WSJ Historically Speaking: Beyond Frosty: A History of Famous Snowmen

ILLUSTRATION: THOMAS FUCHS

Americans have their raucous Frosty; the British, their beloved children’s book about a flying snowman; and Disney, its goofy Olaf from “Frozen.”

Like Wonder Bread and Miracle Whip, these friendly mass-market snowmen only vaguely resemble their many more subtle predecessors. It’s lovely to bring winter cheer to children, of course, but snowmen have often served more serious aims.

Some of the world’s most famous people have built notable snowmen—from Prince Albert, who built a 12-foot snowman for his wife, Queen Victoria, to Michelangelo, who made one for the Medicis. In 1494, the artist’s patron was Piero di Lorenzo de’ Medici, known as Piero the Unfortunate. This Medici prince was a pale imitation of his famous father—weak where Lorenzo was strong, spoiled where he was generous. Having invited his father’s former protégé to live and work at the palace, Piero gave Michelangelo only one commission: to build a snowman in the courtyard.

If the commission was some kind of taunt or joke, Michelangelo betrayed no resentment.

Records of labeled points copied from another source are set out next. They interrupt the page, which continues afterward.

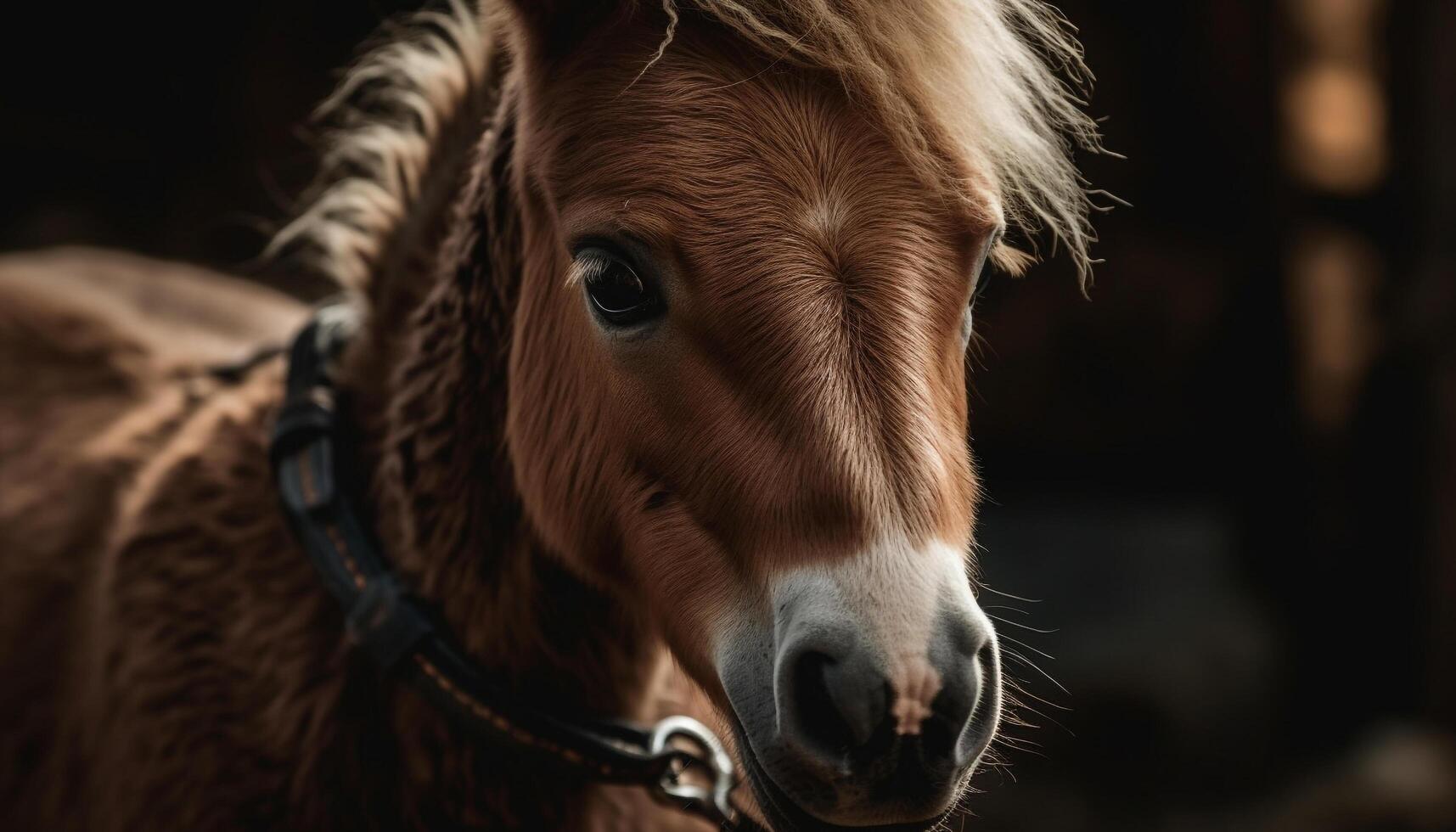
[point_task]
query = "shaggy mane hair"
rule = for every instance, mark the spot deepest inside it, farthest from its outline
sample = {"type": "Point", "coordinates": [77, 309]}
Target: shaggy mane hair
{"type": "Point", "coordinates": [981, 93]}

Instead, he created something so special that Giorgio Vasari, the Renaissance historian of artists, referred glowingly to its beauty.

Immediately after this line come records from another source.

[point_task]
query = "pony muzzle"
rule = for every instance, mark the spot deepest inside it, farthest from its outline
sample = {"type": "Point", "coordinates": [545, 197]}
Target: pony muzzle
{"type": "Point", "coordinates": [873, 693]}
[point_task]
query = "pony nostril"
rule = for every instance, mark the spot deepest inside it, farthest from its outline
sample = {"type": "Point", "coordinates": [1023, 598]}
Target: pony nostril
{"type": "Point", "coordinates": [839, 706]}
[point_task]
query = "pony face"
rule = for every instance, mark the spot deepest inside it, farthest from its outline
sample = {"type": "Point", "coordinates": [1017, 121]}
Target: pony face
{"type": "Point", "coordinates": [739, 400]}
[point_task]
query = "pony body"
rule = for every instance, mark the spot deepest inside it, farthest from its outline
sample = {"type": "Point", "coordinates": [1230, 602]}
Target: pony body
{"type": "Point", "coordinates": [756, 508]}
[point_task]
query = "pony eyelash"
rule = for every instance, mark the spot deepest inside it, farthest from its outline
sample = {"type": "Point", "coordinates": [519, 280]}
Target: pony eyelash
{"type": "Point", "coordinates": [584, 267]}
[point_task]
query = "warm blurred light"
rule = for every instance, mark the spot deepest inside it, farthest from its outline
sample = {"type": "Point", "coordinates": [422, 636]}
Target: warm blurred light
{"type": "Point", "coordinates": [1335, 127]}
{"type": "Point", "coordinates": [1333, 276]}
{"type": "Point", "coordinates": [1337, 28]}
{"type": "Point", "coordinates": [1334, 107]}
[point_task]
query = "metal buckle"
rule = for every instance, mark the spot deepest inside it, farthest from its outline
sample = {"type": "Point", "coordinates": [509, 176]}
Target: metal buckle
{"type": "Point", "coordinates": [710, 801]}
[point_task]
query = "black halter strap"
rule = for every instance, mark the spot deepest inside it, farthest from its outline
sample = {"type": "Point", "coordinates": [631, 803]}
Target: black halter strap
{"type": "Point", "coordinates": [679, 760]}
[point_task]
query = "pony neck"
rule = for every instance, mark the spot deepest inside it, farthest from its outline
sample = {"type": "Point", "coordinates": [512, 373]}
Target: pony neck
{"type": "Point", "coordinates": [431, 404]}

The snowman lived on in peoples’ imaginations. According to Vasari, the artist Baccio Bandinelli (1493-1560), who possessed modest talent but towering ambition, was well aware of the precedent. One year when Florence was again covered in thick snow, he built a colossal snowman based on Marforio, a famous Roman sculpture. Bandinelli’s jealous obsession with Michelangelo was all too obvious.

In Brussels in 1511, during the “Winter of Death”—many weeks of snow and subfreezing temperatures—snowmen became potent expressions of social unrest. According to Bob Eckstein, author of the comprehensive “The History of the Snowman,” the city fathers sanctioned a snowman festival, perhaps in the hope of lifting people’s spirits.

But rather than play along, the citizens showed their contempt for the authorities by populating the city with snow-pornography and rude caricatures of eminent townspeople. The council wisely left the snowmen untouched, allowing them to melt away naturally when spring came.

Centuries later, snow became a medium for expressing patriotism rather than anger. During the Prussian siege of Paris in the winter of 1870-71, the national guardsmen stationed at the Bicêtre fortress in the city’s south had endured weeks of shelling when two of the company, the artists Hippolyte Moulin and Alexandre Falguière, put down their guns and picked up their sculpting tools.

Each created a snowwoman. Falguière’s “The Resistance” featured a heroic-looking woman sitting astride a cannon. Moulin’s “The Republic,” a massive snow-bust, wore a soft Phrygian cap, a symbol of liberty. These spontaneous monuments to national resolve may well have had a magical effect, reviving the soldiers’ will to fight. After the war, Falguière tried to re-create his snowwoman in other media, but he was never able to evoke the statue’s original spirit. Only the sketch remains.

This year, if you decide to make a snowman—or snowwoman—why not forget all that commercial business of a corncob pipe and button nose in favor of a little more art and soul.